Disappointing ACT Scores: The Need for More Indian Professionals
For years I have tried to find data on Indian students—college preparation, high school completion rates, college entrance rates, college pre-test scores (ACT and SAT), college dropout rates, and college completion rates. I have also tried to find information on the fields that Indian students majored in.
Most of the time, that data is not available. I have often had to collect my own data. The feds and the states say the Indian sample is too few to bother with. How can four million Indians not be enough to count? The U. S. Education Department said this less than five years ago.
The American College Testing (ACT) recently came out with its first-ever report on the academic preparation of Indian students for college study. It is called “The Condition of College & Career Readiness 2013: American Indian Students.” They report, “Within subjects, ACT has found that students who take the recommended core curriculum are more likely to be ready for college or career than those who do not.”
It also means they have taken four years of English and three years of social studies and science. The really well prepared student will know how to use computers, will have written term papers all the way through high school, and will have read 300 or more books in preparation for college.
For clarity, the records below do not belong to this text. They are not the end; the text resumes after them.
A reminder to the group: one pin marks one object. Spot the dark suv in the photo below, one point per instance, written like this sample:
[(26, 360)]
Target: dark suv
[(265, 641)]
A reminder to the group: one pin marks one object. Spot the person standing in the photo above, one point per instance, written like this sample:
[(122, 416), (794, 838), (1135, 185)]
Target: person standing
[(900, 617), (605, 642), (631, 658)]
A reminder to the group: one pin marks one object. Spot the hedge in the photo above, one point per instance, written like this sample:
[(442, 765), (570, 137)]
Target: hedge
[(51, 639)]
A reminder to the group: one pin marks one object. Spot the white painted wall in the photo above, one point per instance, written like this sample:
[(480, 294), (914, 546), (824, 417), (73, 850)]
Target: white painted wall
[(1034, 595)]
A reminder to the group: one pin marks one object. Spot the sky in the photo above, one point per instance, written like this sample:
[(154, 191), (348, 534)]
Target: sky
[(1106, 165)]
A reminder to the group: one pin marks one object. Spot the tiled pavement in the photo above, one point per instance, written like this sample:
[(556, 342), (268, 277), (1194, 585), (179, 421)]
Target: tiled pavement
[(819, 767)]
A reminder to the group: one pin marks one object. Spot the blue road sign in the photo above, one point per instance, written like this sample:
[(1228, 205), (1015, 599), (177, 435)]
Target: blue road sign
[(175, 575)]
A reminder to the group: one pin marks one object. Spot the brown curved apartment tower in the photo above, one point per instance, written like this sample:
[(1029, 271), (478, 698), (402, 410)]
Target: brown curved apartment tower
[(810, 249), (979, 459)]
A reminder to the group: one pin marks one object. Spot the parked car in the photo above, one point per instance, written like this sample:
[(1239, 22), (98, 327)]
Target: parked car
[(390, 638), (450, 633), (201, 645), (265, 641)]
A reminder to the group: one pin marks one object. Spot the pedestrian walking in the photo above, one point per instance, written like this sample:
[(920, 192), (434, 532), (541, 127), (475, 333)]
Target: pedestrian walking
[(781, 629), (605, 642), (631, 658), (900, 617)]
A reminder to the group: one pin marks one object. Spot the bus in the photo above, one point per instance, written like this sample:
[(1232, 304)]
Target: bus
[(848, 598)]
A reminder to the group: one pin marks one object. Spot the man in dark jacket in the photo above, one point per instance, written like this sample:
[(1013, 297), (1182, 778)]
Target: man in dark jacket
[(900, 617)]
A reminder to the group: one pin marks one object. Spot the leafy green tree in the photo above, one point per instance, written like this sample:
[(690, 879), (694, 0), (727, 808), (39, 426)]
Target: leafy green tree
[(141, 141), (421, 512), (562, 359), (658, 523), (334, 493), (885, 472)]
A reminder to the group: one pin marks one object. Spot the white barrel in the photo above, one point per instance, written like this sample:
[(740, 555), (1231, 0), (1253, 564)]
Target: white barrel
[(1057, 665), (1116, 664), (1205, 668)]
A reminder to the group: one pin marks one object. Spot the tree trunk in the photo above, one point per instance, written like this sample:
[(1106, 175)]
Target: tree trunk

The books will be in the classics, philosophy, literature, biology, chemistry, biography, autobiography, and history. Five years ago I published a book called Reading for College to give students and parents guidance in the area of reading. It is a very hard sell to get an Indian school library to buy this book. We have sold fewer than 100 of them. Our Indian students are leaving high school without adequate knowledge of the world to know how to survive in it, much less prosper and do well.
The ACT results are much worse than I anticipated. And I knew they would be bad. Only 3 percent of Indian students were well prepared for college in the field of math—the worst area. This means they have taken four or five years of math, including Algebra I, Algebra II, Geometry, and Trigonometry. For science, engineering, medicine, and math graduates, it also means they have had Calculus.